Kurzfristig auf Neuigkeiten investiere er kaum mehr. «In jüngeren Jahren habe ich damit meist schlechte Erfahrungen gesammelt.» Er investiert aber auch in Einzelaktien: «Maximal zehn verschiedene Titel.» Bei der Auswahl der Titel achtet er darauf, dass es mindestens drei starke, unternehmerische Argumente für den Kauf gibt. Zudem selektiert er Aktien anhand einer Formel aus dem Buch «The Intelligent Investor» von Benjamin Graham (auch auf Deutsch erschienen unter dem Titel «Intelligent investieren»).

Die Formel daraus: Unternehmenswert = Reingewinn × (8,5 + 2 × langfristige Wachstumsrate des Umsatzes).
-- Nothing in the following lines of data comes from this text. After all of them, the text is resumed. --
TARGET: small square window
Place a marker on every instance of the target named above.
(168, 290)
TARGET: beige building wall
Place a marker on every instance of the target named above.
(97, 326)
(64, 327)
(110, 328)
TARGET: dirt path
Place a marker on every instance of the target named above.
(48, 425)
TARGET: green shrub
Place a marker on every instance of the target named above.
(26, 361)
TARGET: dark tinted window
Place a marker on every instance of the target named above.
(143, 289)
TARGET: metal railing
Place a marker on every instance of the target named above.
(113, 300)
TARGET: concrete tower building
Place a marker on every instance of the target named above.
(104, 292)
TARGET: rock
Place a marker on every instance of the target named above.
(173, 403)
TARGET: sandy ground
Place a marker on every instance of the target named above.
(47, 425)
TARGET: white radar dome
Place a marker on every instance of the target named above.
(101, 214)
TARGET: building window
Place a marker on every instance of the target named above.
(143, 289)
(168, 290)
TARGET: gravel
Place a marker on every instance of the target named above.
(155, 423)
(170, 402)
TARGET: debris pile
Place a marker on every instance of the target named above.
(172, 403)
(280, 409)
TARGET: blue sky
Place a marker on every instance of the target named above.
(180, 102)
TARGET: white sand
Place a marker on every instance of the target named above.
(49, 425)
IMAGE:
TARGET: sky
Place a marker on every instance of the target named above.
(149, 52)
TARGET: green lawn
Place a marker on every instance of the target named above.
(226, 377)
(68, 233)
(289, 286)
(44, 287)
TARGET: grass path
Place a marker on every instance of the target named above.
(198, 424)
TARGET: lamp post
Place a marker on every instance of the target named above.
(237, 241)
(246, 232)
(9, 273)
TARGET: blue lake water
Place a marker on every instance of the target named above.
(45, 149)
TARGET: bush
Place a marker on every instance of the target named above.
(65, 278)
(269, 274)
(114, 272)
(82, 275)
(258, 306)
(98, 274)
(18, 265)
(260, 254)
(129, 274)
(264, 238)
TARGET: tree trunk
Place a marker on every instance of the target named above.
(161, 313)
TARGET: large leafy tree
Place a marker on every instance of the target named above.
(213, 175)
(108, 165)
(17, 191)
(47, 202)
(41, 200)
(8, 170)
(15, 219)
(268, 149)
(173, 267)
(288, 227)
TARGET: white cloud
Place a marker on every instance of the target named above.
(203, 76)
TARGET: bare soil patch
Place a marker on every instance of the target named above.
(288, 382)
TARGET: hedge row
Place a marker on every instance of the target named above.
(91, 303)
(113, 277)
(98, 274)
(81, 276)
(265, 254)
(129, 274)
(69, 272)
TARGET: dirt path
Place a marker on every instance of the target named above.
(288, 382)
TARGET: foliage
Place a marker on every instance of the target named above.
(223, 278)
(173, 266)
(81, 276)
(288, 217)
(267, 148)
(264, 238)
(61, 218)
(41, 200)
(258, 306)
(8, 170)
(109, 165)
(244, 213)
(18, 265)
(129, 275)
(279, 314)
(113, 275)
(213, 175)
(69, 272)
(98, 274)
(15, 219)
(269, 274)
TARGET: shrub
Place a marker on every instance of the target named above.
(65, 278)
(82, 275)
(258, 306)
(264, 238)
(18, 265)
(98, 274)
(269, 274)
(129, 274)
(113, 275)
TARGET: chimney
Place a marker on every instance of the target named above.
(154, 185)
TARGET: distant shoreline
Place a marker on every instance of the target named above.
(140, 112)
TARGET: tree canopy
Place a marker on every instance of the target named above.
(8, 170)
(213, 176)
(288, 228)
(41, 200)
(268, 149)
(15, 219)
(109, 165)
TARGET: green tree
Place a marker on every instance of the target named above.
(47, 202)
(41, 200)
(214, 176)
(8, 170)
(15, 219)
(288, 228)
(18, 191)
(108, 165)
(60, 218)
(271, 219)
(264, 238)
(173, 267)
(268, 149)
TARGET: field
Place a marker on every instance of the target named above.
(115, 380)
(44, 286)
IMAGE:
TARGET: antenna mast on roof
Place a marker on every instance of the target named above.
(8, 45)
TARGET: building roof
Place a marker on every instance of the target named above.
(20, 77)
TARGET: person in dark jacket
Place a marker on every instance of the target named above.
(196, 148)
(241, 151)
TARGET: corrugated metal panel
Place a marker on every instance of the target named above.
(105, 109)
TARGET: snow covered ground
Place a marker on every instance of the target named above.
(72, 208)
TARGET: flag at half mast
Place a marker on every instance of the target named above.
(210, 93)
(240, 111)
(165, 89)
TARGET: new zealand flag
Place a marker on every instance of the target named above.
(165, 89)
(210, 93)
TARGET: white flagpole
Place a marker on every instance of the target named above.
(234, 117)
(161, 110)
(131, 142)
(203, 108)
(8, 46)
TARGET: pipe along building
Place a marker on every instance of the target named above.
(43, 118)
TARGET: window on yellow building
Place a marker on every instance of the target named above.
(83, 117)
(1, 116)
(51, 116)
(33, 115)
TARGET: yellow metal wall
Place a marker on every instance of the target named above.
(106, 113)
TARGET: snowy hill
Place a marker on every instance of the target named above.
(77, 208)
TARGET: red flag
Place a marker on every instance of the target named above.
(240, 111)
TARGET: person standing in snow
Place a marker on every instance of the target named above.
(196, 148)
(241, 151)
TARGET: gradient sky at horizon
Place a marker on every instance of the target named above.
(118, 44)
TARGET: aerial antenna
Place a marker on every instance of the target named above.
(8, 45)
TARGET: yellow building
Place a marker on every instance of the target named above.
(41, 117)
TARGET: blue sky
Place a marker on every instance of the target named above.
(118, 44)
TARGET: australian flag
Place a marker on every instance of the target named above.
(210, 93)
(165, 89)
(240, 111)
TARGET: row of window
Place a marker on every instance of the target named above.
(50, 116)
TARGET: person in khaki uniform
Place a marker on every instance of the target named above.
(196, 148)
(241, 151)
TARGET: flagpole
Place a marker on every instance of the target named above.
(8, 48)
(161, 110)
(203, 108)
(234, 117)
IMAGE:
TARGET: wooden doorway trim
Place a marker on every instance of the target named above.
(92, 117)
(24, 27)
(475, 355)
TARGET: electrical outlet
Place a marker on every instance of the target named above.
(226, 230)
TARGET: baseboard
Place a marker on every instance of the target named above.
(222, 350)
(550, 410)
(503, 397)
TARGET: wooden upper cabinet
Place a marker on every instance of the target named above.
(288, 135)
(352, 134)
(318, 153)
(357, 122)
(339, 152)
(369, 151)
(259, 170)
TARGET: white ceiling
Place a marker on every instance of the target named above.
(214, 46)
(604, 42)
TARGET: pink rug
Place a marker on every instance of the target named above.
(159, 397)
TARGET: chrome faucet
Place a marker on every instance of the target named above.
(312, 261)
Wenn der Börsenwert deutlich unter dem Unternehmenswert liegt, ist das ein Kaufsignal. «Gemäss Value-Ansatz investiere ich in gute Firmen, die unterbewertet sind.» Erst kürzlich hat er Swatch und ABB gekauft. Seit vielen Jahren ist er in Geberit investiert. Nimmt er einen Titel ins Depot, hält er ihn fünf bis zehn Jahre. Er handelt sehr wenig an der Börse, ausser es geht um Rebalancing. Dabei verkauft er einmal pro Jahr, was gut gelaufen ist, und kauft nach, was schlecht gelaufen ist. Wenn er ursprünglich 100'000 Franken in einen Titel investiert hat und dieser sich verdoppelte, dann verkauft er Titel im Wert von 100'000 Franken, damit er wieder bei der ursprünglichen Investitionssumme ist. Damit erreiche er ein automatisiertes «buy low, sell high».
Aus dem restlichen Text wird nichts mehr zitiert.